C’est alors que Jacqueline Ilogue épouse Bignoumba, ministre du Travail, du Plein Emploi, du Dialogue Social et de la Formation Professionnelle s’est avancée vers le micro. Dans un geste inédit, elle a sorti son propre texte et a commencé à lire sa réponse, sans filtre ni faux-semblant. « Je voudrais saluer avec gravité et respect la qualité du manifeste », a-t-elle posé d’emblée avant de lancer, provoquant un silence chargé d’électricité : « Toutes les revendications ne pourront être satisfaites immédiatement. Non, non, pas par manque de volonté, mais parce que gouverner, c’est arbitrer dans le réel, avec des contraintes économiques, budgétaires et institutionnelles. » Une phrase qui aurait pu faire scandale mais qui, au contraire, a été accueillie avec une forme de respect. Les travailleurs, habitués aux promesses mirifiques suivies de désillusions, ont semblé apprécier cette honnêteté rare. Jacqueline Ilogue épouse Bignoumba a aussitôt annoncé trois orientations majeures : l’accélération de la mise en place effective du Conseil national du dialogue social, la révision participative du code du travail, et le traitement rigoureux de la dette sociale. Elle a insisté sur la nécessité de « sortir d’une logique d’opposition pour entrer dans une logique d’équilibre ».

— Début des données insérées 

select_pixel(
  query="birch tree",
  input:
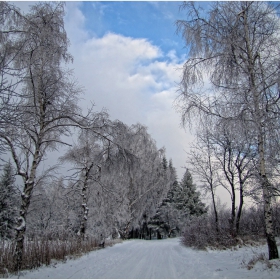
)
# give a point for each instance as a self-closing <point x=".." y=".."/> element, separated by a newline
<point x="235" y="47"/>
<point x="46" y="102"/>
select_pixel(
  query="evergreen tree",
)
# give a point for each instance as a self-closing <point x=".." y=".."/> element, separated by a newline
<point x="8" y="202"/>
<point x="188" y="198"/>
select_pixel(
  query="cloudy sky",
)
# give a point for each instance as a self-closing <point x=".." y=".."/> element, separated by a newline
<point x="128" y="58"/>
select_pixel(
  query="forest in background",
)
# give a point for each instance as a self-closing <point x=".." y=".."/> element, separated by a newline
<point x="120" y="184"/>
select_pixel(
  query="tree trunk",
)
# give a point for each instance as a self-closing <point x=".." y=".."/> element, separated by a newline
<point x="270" y="235"/>
<point x="215" y="211"/>
<point x="239" y="212"/>
<point x="21" y="227"/>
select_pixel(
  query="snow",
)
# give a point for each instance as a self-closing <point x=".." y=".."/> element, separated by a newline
<point x="157" y="259"/>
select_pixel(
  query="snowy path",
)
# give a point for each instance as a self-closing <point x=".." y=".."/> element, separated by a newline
<point x="156" y="259"/>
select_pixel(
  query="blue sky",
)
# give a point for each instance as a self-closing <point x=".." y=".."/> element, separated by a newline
<point x="152" y="20"/>
<point x="129" y="59"/>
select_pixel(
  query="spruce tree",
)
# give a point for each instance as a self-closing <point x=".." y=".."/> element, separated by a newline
<point x="187" y="199"/>
<point x="8" y="202"/>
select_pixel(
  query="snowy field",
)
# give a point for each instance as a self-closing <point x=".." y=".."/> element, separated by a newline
<point x="158" y="259"/>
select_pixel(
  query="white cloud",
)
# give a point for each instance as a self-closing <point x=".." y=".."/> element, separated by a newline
<point x="132" y="79"/>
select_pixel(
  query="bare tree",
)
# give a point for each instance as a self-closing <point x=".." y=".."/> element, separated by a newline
<point x="46" y="103"/>
<point x="236" y="45"/>
<point x="202" y="163"/>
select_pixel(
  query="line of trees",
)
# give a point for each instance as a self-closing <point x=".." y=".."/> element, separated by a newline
<point x="118" y="177"/>
<point x="230" y="89"/>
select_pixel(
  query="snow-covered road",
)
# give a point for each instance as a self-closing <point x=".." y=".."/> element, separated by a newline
<point x="156" y="259"/>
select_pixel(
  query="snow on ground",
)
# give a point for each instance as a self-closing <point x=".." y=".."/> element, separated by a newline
<point x="157" y="259"/>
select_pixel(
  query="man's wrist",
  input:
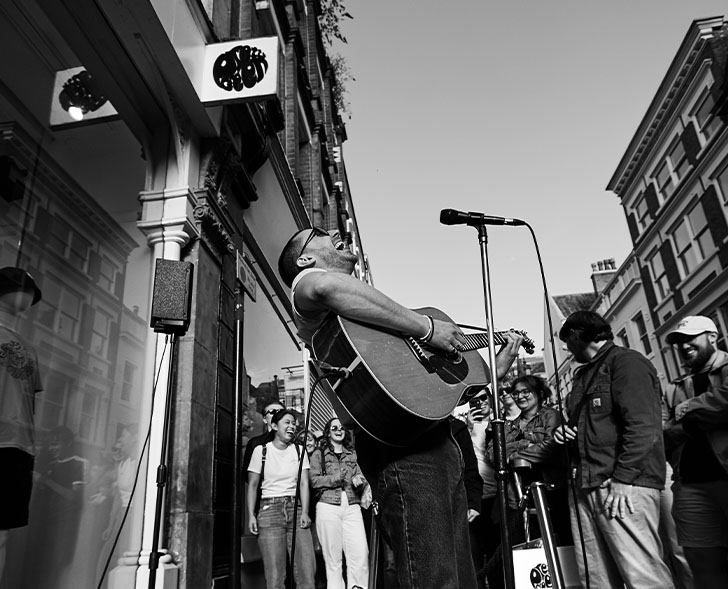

Au-delà des annonces, ce qui a véritablement marqué les esprits, c’est la main ferme avec laquelle le ministère a orchestré l’ensemble de la journée. Jamais, dans l’histoire récente du Gabon, un 1er mai n’avait allié avec autant de fluidité la solennité institutionnelle et la joie populaire. Les défilés, qu’ils soient piétons ou motorisés, se sont déroulés sans accroc, dans un ordre parfait qui a forcé l’admiration des observateurs étrangers. Mais le véritable exploit, celui que tous les syndicats ont salué dans leurs apartés, est la tenue des premières élections professionnelles destinées à mesurer la représentativité syndicale. La ministre n’a pas caché sa fierté : « Je vous félicite pour la maturité dont vous avez fait montre en participant pleinement à ces premières élections professionnelles. Ce n’est plus une option, c’est une réalité. » Un pari risqué, tant les centrales syndicales sont parfois divisées, mais qui a fonctionné grâce à une préparation minutieuse et un climat de confiance patiemment construit.

Les travailleurs ont également été sensibles à la manière dont la ministre a su dire les choses difficiles sans jamais rompre le fil du dialogue. Sur la question épineuse de la main-d’œuvre expatriée, elle a promis de renforcer les mécanismes de contrôle et de mieux encadrer les emplois atypiques. Sur la dette sociale, elle a appelé à une gouvernance rigoureuse des organismes de protection sociale, « une nécessité impérative qui s’impose également aux travailleurs ». Et elle n’a pas oublié les invisibles : « Permettez-moi d’avoir un clin d’œil pour tous ces jeunes, ces Gabonais et Gabonaises qui sont en recherche d’emploi et qui aujourd’hui ne font pas partie du monde du travail et pourtant n’aspirent qu’à avoir du travail. » La salle a ovationné, car c’est bien là le talon d’Achille du pays. Elle a rappelé que le chef de l’État travaille énormément sur la transformation des minerais in situ, un projet exemplaire qui devrait générer des milliers d’emplois pour cette jeunesse désœuvrée.

Alors que la cérémonie s’achevait sur une vibrante « Vive les travailleurs gabonais, vive le dialogue social, vive la République », le sentiment général était celui d’une page tournée. Bien sûr, les défis demeurent immenses. La révision du code du travail, la lutte contre l’inflation, la concrétisation du Conseil national du dialogue social ne se feront pas en un jour. Mais ce 1er mai 2026 restera comme celui où la parole syndicale a rencontré, pour la première fois, une réponse institutionnelle lue, assumée et respectueuse. Et c’est peut-être là la plus belle victoire des travailleurs : avoir obtenu non pas des promesses en l’air, mais l’engagement d’un dialogue permanent, sincère et constructif. Sous les regards encore émus des délégations, l’esplanade du Sénat s’est vidée lentement, emportant avec elle l’espoir que cette Ve République naissante soit enfin celle du travail et de la dignité partagée.